Todos nós temos nossa própria voz, quer percebamos ou não. Temos nossa maneira de nos expressar. Quaisquer que sejam as provações pelas quais passamos, elas nos transformam. Elas nos reprimem, e guardamos dentro de nós algo que talvez nos faça sofrer, nos parta o coração. Começamos a nos proteger e a reter a tensão no corpo. Nossos corpos carregam os vestígios desses traumas. Para cantar ópera, precisamos ser capazes de abrir e acessar muitas partes do corpo para produzir o som da voz. Minha primeira semana de trabalho foi dedicada a superar esses obstáculos. Não percebi que havia me reprimido internamente, me retraído e que teria que enfrentar esses traumas e superá-los. Honestamente, acho que foi mais útil para mim do que se eu tivesse conversado com um psicólogo por anos e analisado intelectualmente o que havia acontecido ou com o que estava lidando. Por isso, encorajo todos a encontrarem a sua voz, a compreenderem o seu corpo e o que aconteceu com ele, a se encontrarem. E então, deixar ir completamente. Isso é o que há de extraordinário na ópera, e provavelmente é por isso que ficamos tão emocionados quando ouvimos música lírica. É uma forma de arte rara que, quando praticada, liberta todas as partes do corpo. Podemos nos expressar com o máximo de volume e emoção.
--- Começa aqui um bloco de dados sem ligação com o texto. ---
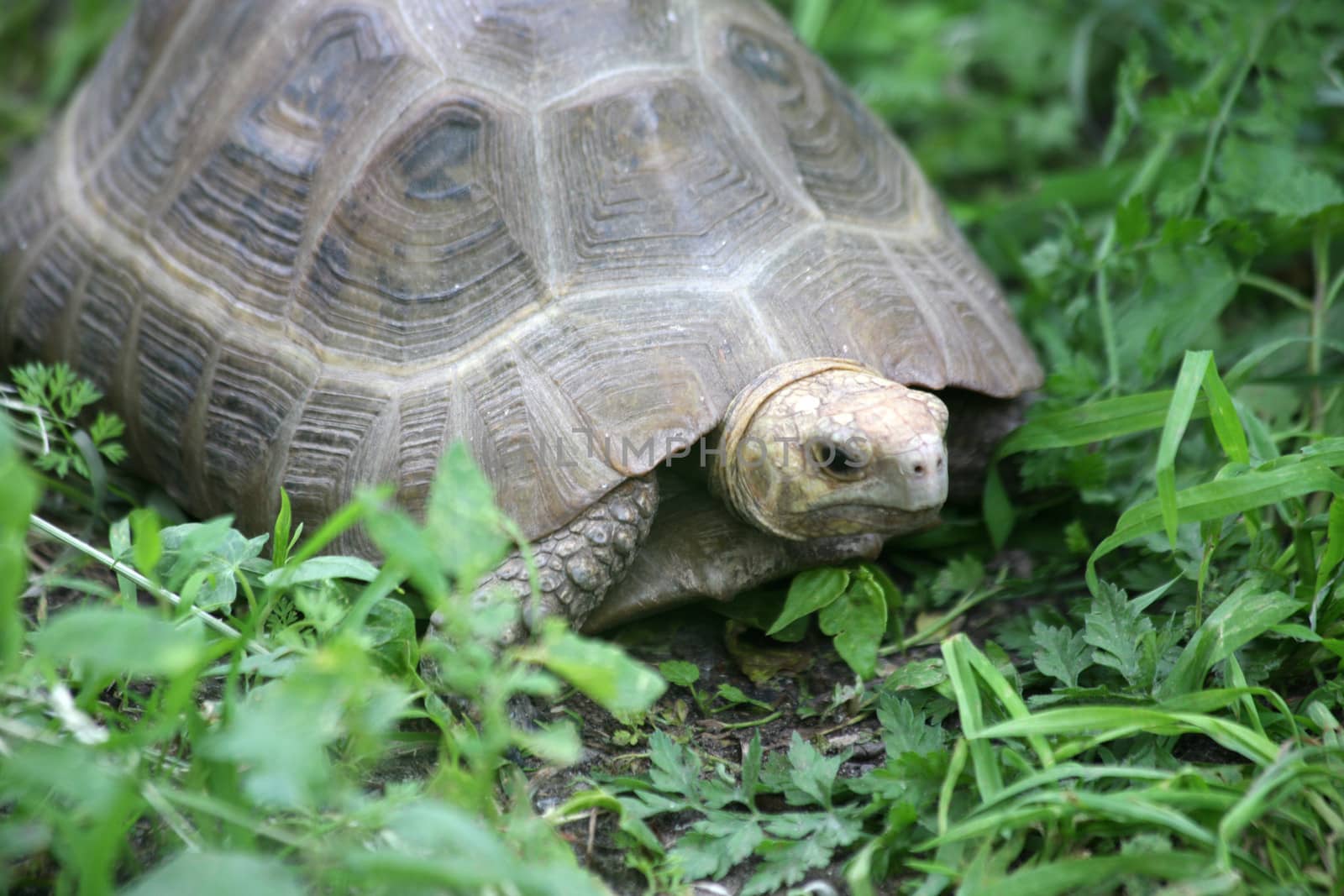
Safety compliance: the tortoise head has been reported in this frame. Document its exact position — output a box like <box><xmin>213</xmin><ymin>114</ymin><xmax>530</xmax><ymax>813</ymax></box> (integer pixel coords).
<box><xmin>711</xmin><ymin>358</ymin><xmax>948</xmax><ymax>540</ymax></box>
Você sentiu afinidade com Maria Callas? Ela poderia ter sido sua amiga?

Eu gostaria de acreditar nisso. Ela tinha alguns amigos, mas teria se beneficiado com mais. Como eu, por exemplo. Certamente, trabalhar é muito importante para mim, assim como não ser autoindulgente, duas características que compartilhamos. Mas o que temos em comum, e não acho que isso seja íntimo demais para ser compartilhado, é a solidão. Acho que é por isso que queria ser amiga dela. Tenho a impressão, assim como ela, de passar muito tempo sozinha ou de me sentir sozinha com frequência. Às vezes, desempenhamos um papel e ocupamos um lugar no mundo com o nosso trabalho, a nossa voz ou a nossa presença, mas, na verdade, somos esta pequena mulher frágil, com uma infinidade de sentimentos e uma grande sensibilidade.

É fácil para você, que também é diretora, ser dirigida? Você obedeceu diligentemente a Pablo Larraín ou às vezes sugeriu suas próprias ideias?

É fácil trabalhar com um grande cineasta. Gosto de suas escolhas e concordei com o que ele queria realizar por trás das câmeras. Fiquei entusiasmado com sua visão. Pablo também é um diretor muito generoso. Alguns diretores não querem ouvir a opinião dos atores, e ele não é um deles. Ele me permitiu ser Maria e dar minha opinião sobre a personagem.